Le ciment d’un peuple

« Il n’y a plus de parti démocratique, ni de parti aristocratique. Il y a une coalition de conservatismes (de privilèges) et une religion révolutionnaire (d’ailleurs prétentieuse et barbare)… Nous assistons à la défaite (au sens fort) de notre pays… Nous ne trouvons plus ni maîtres, ni princes, ni mécènes, mais des partis qui exigent d’abord que nous mourions à nous-mêmes, qui prétendent nous imposer la justification de la basse démagogie qui les inspire, qui se moquent de la langue et ne cherchent qu’à l’utiliser au plus mal, pour en faire un instrument de corruption afin de pêcher ensuite en eau trouble » – écrivait Francis Ponge en 1955, pour un Malherbe
« Nous étant jetés d’abord avec enthousiasme dans le parti démocratique, nous n’y avons pas trouvé la vertu ; pire, toute dignité nous en a paru absente, toute fraternité proscrite… » Or : « Il ne s’agit pas de résoudre un problème abstrait. Il s’agit d’accéder au pouvoir, pouvoir supérieur – temporel et intemporel – conféré par le Verbe, par la Profération du Verbe… » 
« Pourquoi détestons-nous la désinvolture ? précisait-il encore. Parce que nous ne voudrions pas en être la victime. Nous répondrions aussitôt par la violence, et la manifestation dangereuse, à titre d’exemple, de notre force et de notre supériorité. Cela ne se ferait pas attendre. Qu’on nous épargne cela. » Et encore : « Il faut être violemment patriote en ce moment… »

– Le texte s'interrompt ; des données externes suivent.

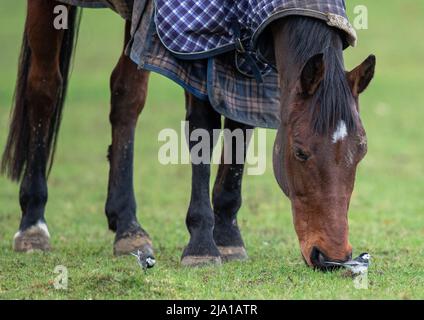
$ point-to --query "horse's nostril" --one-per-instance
(317, 258)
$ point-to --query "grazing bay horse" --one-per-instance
(318, 146)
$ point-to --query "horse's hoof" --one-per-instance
(232, 253)
(199, 261)
(34, 238)
(132, 243)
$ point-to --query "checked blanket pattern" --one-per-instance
(192, 42)
(199, 28)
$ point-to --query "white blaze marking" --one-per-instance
(340, 133)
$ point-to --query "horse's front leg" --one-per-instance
(129, 91)
(227, 191)
(202, 120)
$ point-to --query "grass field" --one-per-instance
(387, 209)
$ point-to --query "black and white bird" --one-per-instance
(359, 265)
(145, 261)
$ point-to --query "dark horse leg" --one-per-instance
(129, 91)
(227, 192)
(200, 218)
(34, 123)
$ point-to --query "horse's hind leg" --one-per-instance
(42, 87)
(129, 91)
(227, 192)
(202, 121)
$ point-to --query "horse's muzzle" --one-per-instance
(320, 261)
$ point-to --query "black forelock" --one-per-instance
(333, 99)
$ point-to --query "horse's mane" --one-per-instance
(333, 99)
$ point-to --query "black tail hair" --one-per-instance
(15, 155)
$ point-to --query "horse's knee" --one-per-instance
(227, 202)
(128, 87)
(43, 87)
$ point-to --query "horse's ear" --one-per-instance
(312, 74)
(360, 77)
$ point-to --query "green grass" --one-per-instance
(387, 209)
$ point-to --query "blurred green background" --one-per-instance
(387, 209)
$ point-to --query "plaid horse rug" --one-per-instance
(197, 44)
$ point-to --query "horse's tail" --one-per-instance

De la même façon, dans Le Figaro Vox, Bérénice Levet renvoie le gouvernement à la lecture de La Fontaine et à son théoricien politique Pierre Boutang, pour reprendre langue avec les gilets jaunes…


« L’histoire tout entière, comme si elle était vécue et soufferte personnellement. » Nietzsche (Le livre idéal).